But of course Jesus does not react to death the way others do, for as the God-man he has a divine perspective no human has or ever has had.
When he wept at the tomb, he was not weeping because he was confronted with death. Jesus was not weeping because death had overcome his love, for He Can’t Stop Loving You. Death does not terminate his love.

Jesus wept because he knew that the price of Lazarus’ resurrection was his own death, only days away, only a few miles from the very spot where he stood in Bethany, a suburb of Jerusalem. He did not weep out of fear for his own death, but out of the passion of his love for Lazarus, and by extension, all mankind.

Jesus knew, as he stood before the tomb of Lazarus, that his love for all of us would reach its culmination in just a few days, and while he was steeled to face it, he knew that the miracle he was about to perform in resurrecting Lazarus would not cause the religious leadership to rejoice. He knew that Lazarus’ restored life would only inflame their attitudes toward the gospel and of course cause them to crucify him.

Jesus wept, I believe, out of a desire to get on with the singular act in history that would fully and completely express the love of God toward all humanity. God’s love can never be stopped, not by killing Jesus, and not by sealing the tomb in which his body was placed.

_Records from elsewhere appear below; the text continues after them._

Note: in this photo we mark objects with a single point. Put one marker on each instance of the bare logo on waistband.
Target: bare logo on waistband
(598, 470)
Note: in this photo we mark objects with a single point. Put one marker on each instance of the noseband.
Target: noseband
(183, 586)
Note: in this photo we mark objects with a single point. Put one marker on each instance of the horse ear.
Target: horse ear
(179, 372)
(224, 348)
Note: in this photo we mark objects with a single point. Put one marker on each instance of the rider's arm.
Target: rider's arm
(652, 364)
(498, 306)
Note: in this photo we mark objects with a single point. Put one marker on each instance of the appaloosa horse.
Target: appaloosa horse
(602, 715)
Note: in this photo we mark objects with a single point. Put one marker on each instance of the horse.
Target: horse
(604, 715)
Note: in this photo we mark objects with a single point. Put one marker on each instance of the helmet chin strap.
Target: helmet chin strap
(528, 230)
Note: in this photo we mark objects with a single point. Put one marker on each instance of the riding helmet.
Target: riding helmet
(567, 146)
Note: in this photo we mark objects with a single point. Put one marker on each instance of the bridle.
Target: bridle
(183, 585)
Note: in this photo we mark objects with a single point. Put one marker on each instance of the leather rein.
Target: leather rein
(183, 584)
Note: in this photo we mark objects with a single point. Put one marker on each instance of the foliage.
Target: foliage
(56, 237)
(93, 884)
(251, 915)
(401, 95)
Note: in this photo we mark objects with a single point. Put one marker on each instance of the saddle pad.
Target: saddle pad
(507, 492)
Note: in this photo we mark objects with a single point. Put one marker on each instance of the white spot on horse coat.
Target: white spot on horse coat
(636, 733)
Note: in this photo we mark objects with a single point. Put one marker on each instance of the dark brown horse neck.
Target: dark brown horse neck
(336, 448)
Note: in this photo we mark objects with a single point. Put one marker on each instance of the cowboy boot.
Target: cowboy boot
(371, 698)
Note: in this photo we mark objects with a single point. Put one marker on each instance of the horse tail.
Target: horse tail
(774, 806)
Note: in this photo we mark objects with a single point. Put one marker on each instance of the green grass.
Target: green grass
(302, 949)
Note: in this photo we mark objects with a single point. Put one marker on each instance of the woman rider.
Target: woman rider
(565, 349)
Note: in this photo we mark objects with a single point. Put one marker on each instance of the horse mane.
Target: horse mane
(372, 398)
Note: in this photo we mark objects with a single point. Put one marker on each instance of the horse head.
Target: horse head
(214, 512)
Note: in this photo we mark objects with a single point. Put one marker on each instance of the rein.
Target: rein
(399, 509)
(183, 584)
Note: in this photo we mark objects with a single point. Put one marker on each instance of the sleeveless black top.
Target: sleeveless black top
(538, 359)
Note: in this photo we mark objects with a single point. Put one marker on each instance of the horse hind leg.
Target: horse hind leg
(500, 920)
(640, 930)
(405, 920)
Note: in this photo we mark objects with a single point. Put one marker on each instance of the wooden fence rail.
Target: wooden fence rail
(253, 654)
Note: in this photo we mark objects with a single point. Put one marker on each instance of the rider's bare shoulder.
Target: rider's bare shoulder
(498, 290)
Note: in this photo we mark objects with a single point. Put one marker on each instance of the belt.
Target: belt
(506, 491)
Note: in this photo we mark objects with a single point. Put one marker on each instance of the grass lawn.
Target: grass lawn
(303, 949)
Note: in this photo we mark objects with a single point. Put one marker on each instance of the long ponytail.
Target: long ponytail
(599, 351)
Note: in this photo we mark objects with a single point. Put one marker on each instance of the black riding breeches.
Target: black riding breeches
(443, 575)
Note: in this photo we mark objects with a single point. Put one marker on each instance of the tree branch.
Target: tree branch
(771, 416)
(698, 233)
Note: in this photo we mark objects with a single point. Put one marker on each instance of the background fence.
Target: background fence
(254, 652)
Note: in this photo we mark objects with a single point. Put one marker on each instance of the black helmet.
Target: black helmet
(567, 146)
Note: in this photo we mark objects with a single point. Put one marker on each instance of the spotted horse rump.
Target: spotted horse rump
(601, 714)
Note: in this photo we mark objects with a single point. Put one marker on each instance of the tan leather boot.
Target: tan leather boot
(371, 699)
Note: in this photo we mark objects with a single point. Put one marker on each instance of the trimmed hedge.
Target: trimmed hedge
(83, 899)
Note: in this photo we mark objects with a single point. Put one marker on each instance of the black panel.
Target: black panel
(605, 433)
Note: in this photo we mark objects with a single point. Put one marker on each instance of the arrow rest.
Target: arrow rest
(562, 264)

Jesus was standing before Lazarus’ tomb, knowing that his own body would occupy a tomb within just a few days.

Why wouldn’t Jesus weep? I believe he wept, not in helpless or powerless grief, but out of sheer, human exasperation. Martha and Mary were upset with Jesus because he wasn’t there to stop Lazarus from dying. That seems to have been the extent of their faith. They believed Jesus could have healed. But once death happened, they could not see how Jesus’ reach could extend into the tomb.

As the God-man, Jesus was both fully human and fully divine. He knew what it was like to be human, to be without hope beyond this life, to be helpless in the face of death. He wept for all humans, all who had ever lived, all who lived during the time when he walked this earth, and for all of us who would live afterward.

I also believe that Jesus wept because he humanly identified with the throw-your-hands-up-in-the-air futility of men and women who stand powerless in the face of death. So when Jesus yelled, Lazarus—come out! (John 11:43) he commanded death to give up its hold on Lazarus. Jesus, God in the flesh, stopped time, he reversed the laws of death and decay, he suspended the natural and he stopped the world as we know it. When Jesus yelled Lazarus—come out! he was expressing the power of his love, divine love that cannot be stopped by the forces of death or the grave.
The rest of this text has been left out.